Планета Энунда - Чадович Николай Трофимович. Страница 3
Сергей, впервые увидев Хила, подумал: «Несчастный! Теперь понятно, почему он передвигается ползком».
Хил, увидев Сергея, подумал: «Урод. К тому же еще и пятипалый. Такому не остается ничего другого, как прятаться в железном ящике».
Самым сложным Сергею казался первый вопрос, который, по его мысли, сразу должен был внушить доверие этому странному существу с гибким змеиным телом и коротенькими ластообразными конечностями. Перебрав по памяти все возможные варианты, Сергей выбрал безмолвный ритуал знакомства, принятый у некоторых первобытных народов.

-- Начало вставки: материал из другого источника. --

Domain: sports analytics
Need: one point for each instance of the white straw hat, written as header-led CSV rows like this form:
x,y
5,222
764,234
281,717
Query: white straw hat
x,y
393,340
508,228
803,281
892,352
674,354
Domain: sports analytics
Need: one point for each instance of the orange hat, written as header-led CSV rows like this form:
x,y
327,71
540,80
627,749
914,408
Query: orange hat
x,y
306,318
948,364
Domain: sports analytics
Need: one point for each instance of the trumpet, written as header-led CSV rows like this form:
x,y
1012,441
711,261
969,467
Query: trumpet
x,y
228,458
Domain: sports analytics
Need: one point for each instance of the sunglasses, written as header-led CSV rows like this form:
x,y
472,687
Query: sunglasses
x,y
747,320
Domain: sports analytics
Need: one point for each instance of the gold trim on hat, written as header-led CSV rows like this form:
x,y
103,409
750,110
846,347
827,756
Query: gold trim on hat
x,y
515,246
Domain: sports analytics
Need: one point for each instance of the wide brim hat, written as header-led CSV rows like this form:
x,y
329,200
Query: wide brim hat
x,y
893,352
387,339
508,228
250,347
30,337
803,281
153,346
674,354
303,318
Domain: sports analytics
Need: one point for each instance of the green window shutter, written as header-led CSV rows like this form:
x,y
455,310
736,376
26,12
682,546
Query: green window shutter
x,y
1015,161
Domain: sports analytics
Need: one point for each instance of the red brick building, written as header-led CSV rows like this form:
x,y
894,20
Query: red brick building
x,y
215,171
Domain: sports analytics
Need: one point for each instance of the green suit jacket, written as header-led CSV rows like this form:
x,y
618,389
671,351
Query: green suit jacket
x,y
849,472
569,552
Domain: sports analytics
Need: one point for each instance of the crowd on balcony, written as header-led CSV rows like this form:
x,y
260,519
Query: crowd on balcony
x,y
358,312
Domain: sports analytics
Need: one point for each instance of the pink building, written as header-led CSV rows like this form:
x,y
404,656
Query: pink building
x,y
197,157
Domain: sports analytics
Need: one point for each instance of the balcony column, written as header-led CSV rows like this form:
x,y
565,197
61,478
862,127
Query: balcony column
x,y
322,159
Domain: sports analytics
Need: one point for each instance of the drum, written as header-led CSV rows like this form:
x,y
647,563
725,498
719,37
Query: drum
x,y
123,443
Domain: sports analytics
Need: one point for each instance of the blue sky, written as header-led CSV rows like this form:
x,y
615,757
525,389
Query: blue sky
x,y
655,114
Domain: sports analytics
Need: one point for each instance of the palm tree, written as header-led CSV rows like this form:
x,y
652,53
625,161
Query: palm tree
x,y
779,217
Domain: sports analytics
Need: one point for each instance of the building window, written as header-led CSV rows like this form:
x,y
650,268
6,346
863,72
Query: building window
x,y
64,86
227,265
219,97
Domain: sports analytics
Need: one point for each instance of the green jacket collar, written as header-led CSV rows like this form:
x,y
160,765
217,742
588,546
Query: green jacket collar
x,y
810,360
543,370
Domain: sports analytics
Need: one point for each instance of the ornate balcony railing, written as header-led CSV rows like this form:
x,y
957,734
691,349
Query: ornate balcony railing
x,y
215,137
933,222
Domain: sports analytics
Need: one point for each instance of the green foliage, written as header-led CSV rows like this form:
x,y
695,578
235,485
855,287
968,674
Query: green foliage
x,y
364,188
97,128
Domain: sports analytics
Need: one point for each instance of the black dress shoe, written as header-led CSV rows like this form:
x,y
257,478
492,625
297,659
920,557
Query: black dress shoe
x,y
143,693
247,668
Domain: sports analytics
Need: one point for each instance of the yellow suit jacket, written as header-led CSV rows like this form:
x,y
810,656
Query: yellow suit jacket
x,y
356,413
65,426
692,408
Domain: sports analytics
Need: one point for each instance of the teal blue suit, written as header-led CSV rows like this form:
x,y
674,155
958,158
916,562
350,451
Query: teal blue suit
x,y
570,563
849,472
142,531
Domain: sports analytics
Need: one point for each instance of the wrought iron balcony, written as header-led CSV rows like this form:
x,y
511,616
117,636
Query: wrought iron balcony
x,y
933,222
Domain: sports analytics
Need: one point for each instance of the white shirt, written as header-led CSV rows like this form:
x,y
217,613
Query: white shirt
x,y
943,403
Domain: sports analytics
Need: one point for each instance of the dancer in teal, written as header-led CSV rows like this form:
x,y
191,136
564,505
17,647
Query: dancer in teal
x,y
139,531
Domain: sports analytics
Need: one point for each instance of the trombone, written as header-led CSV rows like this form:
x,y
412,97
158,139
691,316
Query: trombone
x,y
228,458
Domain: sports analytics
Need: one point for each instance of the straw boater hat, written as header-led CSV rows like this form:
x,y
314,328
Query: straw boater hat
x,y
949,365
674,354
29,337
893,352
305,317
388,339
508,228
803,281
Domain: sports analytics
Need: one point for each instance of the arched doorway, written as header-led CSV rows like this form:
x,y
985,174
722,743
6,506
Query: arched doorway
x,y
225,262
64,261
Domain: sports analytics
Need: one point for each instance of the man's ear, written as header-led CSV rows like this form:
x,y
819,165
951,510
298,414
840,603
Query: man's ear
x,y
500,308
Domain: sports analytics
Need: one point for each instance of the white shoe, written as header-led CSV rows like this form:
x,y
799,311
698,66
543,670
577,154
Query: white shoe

Перед Сергеем и Хилом одновременно появилось по одинаковому подносу с пищей. Это был стандартный завтрак космонавта, только на этот раз кофе заменяла обыкновенная вода. Сергей молча начал есть, изредка поглядывая на Хила, все еще отделенного от него стеной силового поля.
Хил задумался. Если его решили убить, то для этого есть много других более простых способов. Хотя, может быть, у колдунов принято давать пленникам отраву. Решив, что от судьбы все равно не уйдешь, он выпил воду и, не дождавшись смерти, принялся за котлеты. Вкусом они напоминали ему содержимое консервных банок вроде тех, что он иногда находил в заброшенных домах и которые считал чем-то вроде экзотических плодов с металлической скорлупой.
– Не бойся меня, – сказал Сергей, когда они закончили совместную трапезу. – Я не причиню тебе никакого вреда.
Сергей считал, что владеет энундским языком в достаточной мере. Однако Хил молчал, равнодушно глядя куда-то в пространство.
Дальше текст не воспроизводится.